In [2]:
import numpy as np
from scipy.sparse import csc_matrix
from scipy.sparse.linalg import eigs

edges_file = open('wisconsin_edges.csv', "r")
nodes_file = open('wisconsin_nodes.csv', "r")

# create a dictionary where nodes_dict[i] = name of wikipedia page
nodes_dict = {}
for line in nodes_file:
    nodes_dict[int(line.split(',',1)[0].strip())] = line.split(',',1)[1].strip()

node_count = len(nodes_dict)

# create adjacency matrix
A = np.zeros((node_count, node_count))
for line in edges_file:
    from_node = int(line.split(',')[0].strip())
    to_node = int(line.split(',')[1].strip())
    A[to_node, from_node] = 1.0

## Add code below to (1) prevent traps and (2) find the most important pages     
# Hint -- instead of computing the entire eigen-decomposition of a matrix X using
# s, E = np.linalg.eig(A)
# you can compute just the first eigenvector with:
# s, E = eigs(csc_matrix(A), k = 1)

# (i) Prevent traps by adding a small value to each entry of A
A += 0.001

# (ii) Normalize A by column
A = A / A.sum(axis=0)

# (iii) Use an eigen decomposition to rank the importance of the Wikipedia pages
# Since A is now a dense matrix, convert it to a sparse matrix for efficient computation
A_sparse = csc_matrix(A)

# Find the principal eigenvector (PageRank values)
# Note: eigs finds the largest eigenvalues and associated eigenvectors of the matrix
s, E = eigs(A_sparse, k=1, which='LR')

# The principal eigenvector is the PageRank vector.

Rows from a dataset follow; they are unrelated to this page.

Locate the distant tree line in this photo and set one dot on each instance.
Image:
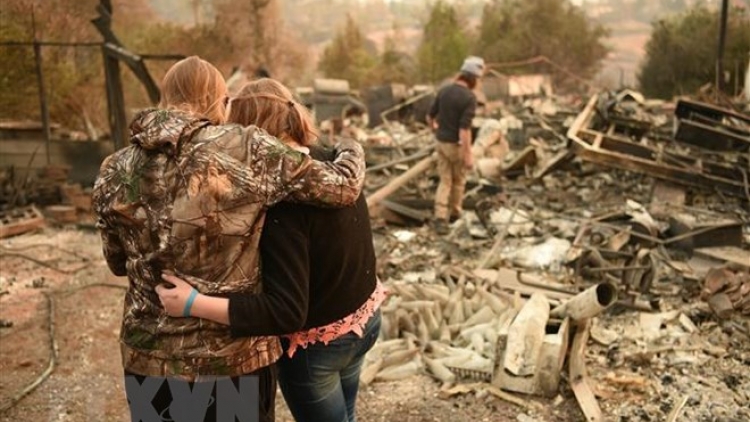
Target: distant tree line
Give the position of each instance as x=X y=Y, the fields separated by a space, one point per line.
x=251 y=33
x=681 y=53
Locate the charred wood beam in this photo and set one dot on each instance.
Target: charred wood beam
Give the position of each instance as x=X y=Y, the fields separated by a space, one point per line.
x=620 y=152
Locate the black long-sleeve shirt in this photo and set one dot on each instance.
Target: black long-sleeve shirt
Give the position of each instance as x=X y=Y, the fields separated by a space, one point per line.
x=453 y=109
x=318 y=265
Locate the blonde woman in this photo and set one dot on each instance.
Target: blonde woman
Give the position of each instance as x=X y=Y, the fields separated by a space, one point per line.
x=319 y=279
x=189 y=196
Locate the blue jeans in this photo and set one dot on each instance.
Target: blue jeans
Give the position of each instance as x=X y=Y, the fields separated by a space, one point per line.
x=320 y=383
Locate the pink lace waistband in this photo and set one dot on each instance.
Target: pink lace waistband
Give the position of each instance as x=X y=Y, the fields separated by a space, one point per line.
x=352 y=323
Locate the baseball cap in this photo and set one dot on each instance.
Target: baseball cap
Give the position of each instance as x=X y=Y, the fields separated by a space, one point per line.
x=473 y=65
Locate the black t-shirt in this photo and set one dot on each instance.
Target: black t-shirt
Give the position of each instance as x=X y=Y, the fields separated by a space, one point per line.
x=453 y=109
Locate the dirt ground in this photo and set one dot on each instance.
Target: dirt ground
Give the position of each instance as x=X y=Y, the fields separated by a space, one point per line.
x=75 y=291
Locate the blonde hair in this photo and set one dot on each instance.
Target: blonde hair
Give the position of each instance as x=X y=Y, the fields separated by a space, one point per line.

Normalize it to sum to 1.
page_rank = np.abs(E[:, 0]) / np.sum(np.abs(E[:, 0]))

# Sort the PageRank values in descending order and get the indices
sorted_indices = np.argsort(page_rank)[::-1]

# b) Get the title of the page ranked 1st
first_page_title = nodes_dict[sorted_indices[0]]

# c) Get the title of the page ranked 3rd
third_page_title = nodes_dict[sorted_indices[2]]

print("Title of the 1st ranked page:", first_page_title)
print("Title of the 3rd ranked page:", third_page_title)

Title of the 1st ranked page: "Wisconsin"
Title of the 3rd ranked page: "Madison, Wisconsin"